Of the twenty-one people who are specifically said to be present, three are known sophists. In addition to Protagoras himself, there are Hippias of Elis and Prodicus of Ceos. Two of the sons of Pericles are said to be there, Paralus and Xanthippus. With the exception of Aristophanes, all of Socrates' named friends from the Symposium are in attendance: Eryximachus the doctor, Phaedrus, the lovers Pausanias and Agathon (who is said to be a mere boy at this point), and Alcibiades. Additionally, there are several unnamed foreigners whom Protagoras is said to have picked up in his travels and a servant (a eunuch) in the employ of Callias.

==The dialogue==

=== Introduction ===
The dialogue begins with an unnamed friend of Socrates asking him how his pursuit of the young Alcibiades, just now reputed to be growing his first beard, is proceeding. Socrates explains that while he has just been in the company of Alcibiades, his mind is now on more interesting matters.
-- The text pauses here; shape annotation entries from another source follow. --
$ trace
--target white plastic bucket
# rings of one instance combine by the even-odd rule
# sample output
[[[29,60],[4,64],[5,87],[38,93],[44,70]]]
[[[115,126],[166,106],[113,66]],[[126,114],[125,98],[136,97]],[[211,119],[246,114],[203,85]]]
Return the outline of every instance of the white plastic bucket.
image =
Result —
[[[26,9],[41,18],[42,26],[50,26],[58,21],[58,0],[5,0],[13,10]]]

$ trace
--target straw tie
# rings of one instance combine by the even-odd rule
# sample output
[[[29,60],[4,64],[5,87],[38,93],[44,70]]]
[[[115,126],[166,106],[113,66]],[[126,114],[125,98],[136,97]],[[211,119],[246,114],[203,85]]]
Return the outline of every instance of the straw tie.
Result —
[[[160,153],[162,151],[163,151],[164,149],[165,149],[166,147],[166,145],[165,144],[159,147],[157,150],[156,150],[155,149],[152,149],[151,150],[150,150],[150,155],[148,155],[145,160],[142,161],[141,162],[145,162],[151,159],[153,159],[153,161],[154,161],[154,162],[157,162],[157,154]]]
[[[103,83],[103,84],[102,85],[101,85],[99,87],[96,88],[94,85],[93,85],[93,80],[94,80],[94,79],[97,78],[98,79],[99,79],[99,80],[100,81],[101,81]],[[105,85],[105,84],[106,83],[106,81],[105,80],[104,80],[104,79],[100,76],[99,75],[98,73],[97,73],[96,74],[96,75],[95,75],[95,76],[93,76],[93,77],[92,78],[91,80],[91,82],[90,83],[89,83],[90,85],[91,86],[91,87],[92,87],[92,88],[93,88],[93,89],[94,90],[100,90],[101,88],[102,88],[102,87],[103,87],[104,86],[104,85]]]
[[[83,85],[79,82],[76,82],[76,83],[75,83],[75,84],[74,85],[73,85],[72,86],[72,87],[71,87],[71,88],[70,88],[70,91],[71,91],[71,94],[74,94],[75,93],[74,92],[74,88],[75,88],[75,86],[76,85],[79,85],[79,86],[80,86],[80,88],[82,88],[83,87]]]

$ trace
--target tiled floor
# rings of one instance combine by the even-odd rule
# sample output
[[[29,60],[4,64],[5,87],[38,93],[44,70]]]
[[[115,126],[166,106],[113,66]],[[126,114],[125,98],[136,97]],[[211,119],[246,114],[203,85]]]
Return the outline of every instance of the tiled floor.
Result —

He says that the Sophist Protagoras, the wisest man alive (309c–d), is in town. Socrates relates the story of how his young friend, Hippocrates, son of Apollodorus, came knocking on his door before daybreak and roused him out of bed. Hippocrates was in a big hurry to be present when Protagoras held court, as he was expected to do, at the home of Callias, and wanted Socrates to introduce him as a potential student to the old Sophist, as Protagoras had a great reputation as a teacher.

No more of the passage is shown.